How To Fail At Being A Good Catholic…

How To Fail At Being A Good Catholic… 2017-01-26T18:29:27-05:00

… It doesn’t happen overnight. It takes years of careful cultivation to turn a parish from Christ Centered to Congregation Centered. Years of self congratulatory applause during mass and spoon fed homilies appealing to our human desire to feel warm and fuzzy. What took years to create hopefully won’t take as equally long to undo. The priest charged with refocusing a Congregation Centered church faces the challenge of resistant parishioners. I’ll use a recent ugly exchange between myself and someone who belongs to a Congregation Centered church as an example at how to fail at being a Catholic.

To set the stage; a particular Congregation Centered church is getting two new priests, and as to be expected, there’s been much gnashing of teeth and wailing. I think the appropriate word is mutiny. No one likes change.

They’re losing a few members of the laity who function as directors of this or heads of that in protest over the changes these good priests are proposing. Changes like Latin hymns and chanted parts of the mass. The horror! It’s precisely those changes that sparked the argument between myself and this someone else who sings in the choir. The exchange went something like this…

Someone Else: Can you believe this priest is making us sing in Latin? No one knows Latin! You can’t sing along to Latin! How will people be able to sing along?!

Me: People don’t always have to sing along. They can just listen to the choir beautifully singing Latin. I know ya’ll sound wonderful. It’ll just take some practice – blah blah blah, other placating stuff.

Someone Else: Not being able to sing along takes away the congregations ability to actively participate! I mean, how dare he! He just went and made all these changes without consulting anyone.

Me: Well, actually he did consult the choir director or else he wouldn’t be leaving in protest. What you mean is “how dare the priest make changes without consulting YOU”. Which he doesn’t have to do. He’s in charge of the church now, not each individual congregant. He doesn’t need to get everyone’s approval first before making changes.

Someone Else: Yes he does! WE make up the Church. If it weren’t for the people in the pews there’d be no church!

Me: [Where I begin to fail as a Catholic] What!?! I hate to break it to you but you don’t show up for mass to do the priest a favor. He can celebrate mass without a single congregant in the pews. You not being there does not mean the Eucharist will not transubstantiate.

Someone Else: But.. but… this priest is just coming in and telling people how to worship. This is America! You can’t just tell people how to worship! [I swear this was actually said.
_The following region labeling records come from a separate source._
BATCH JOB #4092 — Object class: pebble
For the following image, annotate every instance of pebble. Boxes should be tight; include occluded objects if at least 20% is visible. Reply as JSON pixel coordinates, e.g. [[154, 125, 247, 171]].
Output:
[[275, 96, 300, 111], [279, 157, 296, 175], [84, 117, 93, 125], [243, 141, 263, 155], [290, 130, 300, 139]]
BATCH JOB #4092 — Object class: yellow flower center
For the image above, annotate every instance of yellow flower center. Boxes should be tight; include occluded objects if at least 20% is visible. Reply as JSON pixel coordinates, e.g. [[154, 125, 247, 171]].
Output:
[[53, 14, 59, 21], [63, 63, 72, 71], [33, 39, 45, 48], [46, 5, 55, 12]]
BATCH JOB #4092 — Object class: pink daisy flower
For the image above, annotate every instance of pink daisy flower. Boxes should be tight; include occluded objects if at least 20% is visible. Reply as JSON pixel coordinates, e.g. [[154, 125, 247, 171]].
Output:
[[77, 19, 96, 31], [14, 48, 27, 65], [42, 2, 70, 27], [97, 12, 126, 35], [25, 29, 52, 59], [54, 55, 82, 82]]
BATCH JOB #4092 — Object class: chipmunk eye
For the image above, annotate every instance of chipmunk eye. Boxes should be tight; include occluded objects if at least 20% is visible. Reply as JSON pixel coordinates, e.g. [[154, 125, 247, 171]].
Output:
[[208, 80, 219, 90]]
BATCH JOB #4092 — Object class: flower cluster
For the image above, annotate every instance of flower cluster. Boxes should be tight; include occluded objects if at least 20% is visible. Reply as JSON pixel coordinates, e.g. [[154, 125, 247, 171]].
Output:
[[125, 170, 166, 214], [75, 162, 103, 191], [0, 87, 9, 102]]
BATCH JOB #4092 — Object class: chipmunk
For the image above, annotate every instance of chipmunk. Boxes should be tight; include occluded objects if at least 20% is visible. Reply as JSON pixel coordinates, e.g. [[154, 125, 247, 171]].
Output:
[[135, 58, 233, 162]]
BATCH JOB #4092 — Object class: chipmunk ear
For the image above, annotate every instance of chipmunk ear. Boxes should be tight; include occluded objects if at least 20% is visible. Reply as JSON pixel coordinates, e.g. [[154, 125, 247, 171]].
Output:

Verbatim.]

Me: Are you freaking serious?! Of course you can be told how to worship. There’s a man in Rome with a big pointy hat who’d tell you otherwise and 2000+ years of rules, dogma, and tradition to back him up! If you don’t want to be told how to worship you sure as hell picked the wrong religion. May I suggest that nice Tongues of Fire Freewill Pentecostal Four-Square Community Church right around the corner. They have no apostolic succession, hierarchy or authority. You should fit in nicely.

Ugh. I sounded so smaller-more-pure-Church evil trad and felt guilty for days after. A good Catholic, more charitable than myself, would have suggested this Someone Else pray for their new priests and perhaps suggested they read the Catechism for clarity. A good Catholic would have appealed to this person sense of tolerance and fairness by asking them to be patient with their new padre. Alas, I took the easiest and less dignified route by suggested they leave the Church all together.

I’ve always firmly believed the Church is a Church for all; even for the confused, self absorbed Someone Else and the abysmally intolerant, arrogant Me.